Alternativa para Alemania (AfD) ha presentado durante su congreso regional en Sajonia-Anhalt un programa de Gobierno para sus primeros 100 días tras las elecciones regionales de septiembre, en un contexto en el que las encuestas sitúan al partido cerca de una victoria histórica.
La formación patriota aspira a gobernar por primera vez en solitario un estado federado alemán y quiere convertir Sajonia-Anhalt en un laboratorio político contra el consenso migratorio, mediático y cultural impuesto durante años por los partidos tradicionales.
Según el último sondeo de INSA, realizado a finales de junio, AfD alcanza el 41% de intención de voto, mientras que los tres partidos de la actual coalición regional suman apenas un 33%: la CDU obtiene un 23%, el SPD un 6% y el FDP un 4%.
Deportaciones «desde el minuto uno»: la propuesta principal de AfD
La inmigración ocupa un lugar central en el programa. AfD promete iniciar deportaciones «desde el minuto uno» y utilizar «todas las opciones disponibles» para expulsar al mayor número posible de inmigrantes ilegales. La formación acusa tanto a los gobiernos regionales como al Ejecutivo federal de la CDU de haber fracasado durante años en la ejecución efectiva de expulsiones.
El partido también plantea obligar a los solicitantes de asilo desempleados a realizar servicios comunitarios a cambio del acceso a prestaciones sociales, así como poner fin al fraude en ayudas públicas.
«Mientras otros partidos sólo se preocupan por AfD, nosotros nos ocupamos de los problemas reales de este país y los afrontamos», afirmó Ulrich Siegmund, candidato principal del partido en Sajonia-Anhalt y posible próximo jefe del Gobierno regional.
Recortes a ONG y fundaciones políticas
Otro de los ejes del programa es la reducción significativa de los fondos públicos destinados a fundaciones de partidos y ONG, especialmente aquellas dedicadas a promover políticas de diversidad cultural, ideología de género y agenda progresista.
AfD quiere revisar el uso del dinero público en estructuras ideológicas que, según sus críticos, han servido para financiar desde el Estado el activismo político de izquierdas. El partido también pretende reorientar la política educativa para recuperar la promoción de la familia tradicional y contribuir a mejorar la natalidad.
Seguridad en colegios y fin del lenguaje inclusivo
En materia educativa, AfD propone desplegar guardias de seguridad en centros escolares con antecedentes de violencia. La formación también plantea cofinanciar el permiso de conducir para facilitar que los jóvenes puedan acceder a él con menor carga económica.
En el plano administrativo, el partido quiere eliminar los pronombres de género y el lenguaje inclusivo de las autoridades dependientes del Estado regional, incluidas instituciones como la Policía.

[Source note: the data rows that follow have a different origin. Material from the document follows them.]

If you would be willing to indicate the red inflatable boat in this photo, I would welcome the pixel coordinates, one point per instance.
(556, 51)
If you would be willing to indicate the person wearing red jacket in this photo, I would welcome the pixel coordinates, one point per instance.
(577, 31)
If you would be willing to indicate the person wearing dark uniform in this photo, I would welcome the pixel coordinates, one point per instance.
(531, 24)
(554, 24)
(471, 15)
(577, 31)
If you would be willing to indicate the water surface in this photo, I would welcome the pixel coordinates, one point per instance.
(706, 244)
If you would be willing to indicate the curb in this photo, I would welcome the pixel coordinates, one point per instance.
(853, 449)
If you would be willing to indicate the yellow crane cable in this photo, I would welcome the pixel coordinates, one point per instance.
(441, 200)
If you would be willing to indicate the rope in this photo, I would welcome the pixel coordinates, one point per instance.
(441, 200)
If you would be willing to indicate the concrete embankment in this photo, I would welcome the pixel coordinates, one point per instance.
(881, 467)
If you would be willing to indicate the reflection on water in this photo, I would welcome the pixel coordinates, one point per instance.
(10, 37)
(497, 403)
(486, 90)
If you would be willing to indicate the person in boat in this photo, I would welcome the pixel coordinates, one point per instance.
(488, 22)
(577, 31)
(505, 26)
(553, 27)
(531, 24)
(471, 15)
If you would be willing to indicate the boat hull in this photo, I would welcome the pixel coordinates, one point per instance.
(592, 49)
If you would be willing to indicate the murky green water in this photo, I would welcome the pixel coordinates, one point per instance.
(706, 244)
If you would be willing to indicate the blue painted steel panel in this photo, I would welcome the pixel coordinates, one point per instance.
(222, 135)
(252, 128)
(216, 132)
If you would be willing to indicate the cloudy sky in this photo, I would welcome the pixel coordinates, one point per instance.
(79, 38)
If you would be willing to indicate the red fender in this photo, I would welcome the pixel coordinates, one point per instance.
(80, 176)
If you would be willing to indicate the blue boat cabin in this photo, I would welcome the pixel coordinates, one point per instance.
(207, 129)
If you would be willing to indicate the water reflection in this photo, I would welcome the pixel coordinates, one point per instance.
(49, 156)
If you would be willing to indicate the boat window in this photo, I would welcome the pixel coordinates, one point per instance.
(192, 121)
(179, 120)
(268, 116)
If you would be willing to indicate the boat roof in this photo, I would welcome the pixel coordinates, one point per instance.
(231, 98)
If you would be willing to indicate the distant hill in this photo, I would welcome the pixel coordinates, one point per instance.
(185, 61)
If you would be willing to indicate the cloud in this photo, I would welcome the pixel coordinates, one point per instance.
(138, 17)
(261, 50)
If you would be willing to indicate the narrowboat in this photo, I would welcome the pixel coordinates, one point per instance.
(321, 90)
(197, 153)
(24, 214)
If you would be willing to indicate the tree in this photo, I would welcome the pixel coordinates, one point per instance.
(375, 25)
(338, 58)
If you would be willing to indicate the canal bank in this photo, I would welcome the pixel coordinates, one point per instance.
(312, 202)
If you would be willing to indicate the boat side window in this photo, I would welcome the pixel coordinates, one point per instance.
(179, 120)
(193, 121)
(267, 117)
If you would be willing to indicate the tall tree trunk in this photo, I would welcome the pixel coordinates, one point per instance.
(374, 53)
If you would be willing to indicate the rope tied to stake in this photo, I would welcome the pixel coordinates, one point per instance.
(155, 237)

Reforma de la radiotelevisión pública
AfD ha prometido que una de sus primeras medidas oficiales será sacar a Sajonia-Anhalt del Tratado Interestatal de Radiodifusión, con el objetivo de forzar una reforma de la radiotelevisión pública alemana. El partido denuncia que el sistema actual se ha convertido en una maquinaria de propaganda «woke, antialemana y manipuladora», financiada con dinero de los ciudadanos.
La medida busca abrir un frente directo contra uno de los pilares del consenso progresista alemán: unos medios públicos acusados por la derecha patriota de actuar como brazo cultural del establishment.
Comisión de investigación sobre la pandemia
El programa de los primeros 100 días incluye además la creación de una comisión de investigación sobre la gestión del coronavirus. AfD quiere esclarecer posibles casos de fraude, negligencia, corrupción y encubrimiento vinculados a compras públicas, contratos, programas de vacunación y decisiones adoptadas durante la pandemia.
La formación considera que Alemania aún no ha rendido cuentas por los excesos políticos, sanitarios y administrativos cometidos durante aquel periodo.
De «pensar moderno» a «pensar alemán»
El partido también quiere poner fin a la campaña de imagen regional #moderndenken —«pensar moderno»—, que presentaba Sajonia-Anhalt como cuna del patrimonio innovador vinculado a la escuela Bauhaus.
AfD propone sustituirla por #deutschdenken —«pensar alemán»—, una marca orientada a reivindicar el patrimonio histórico y cultural alemán frente al lenguaje tecnocrático y cosmopolita de las campañas oficiales.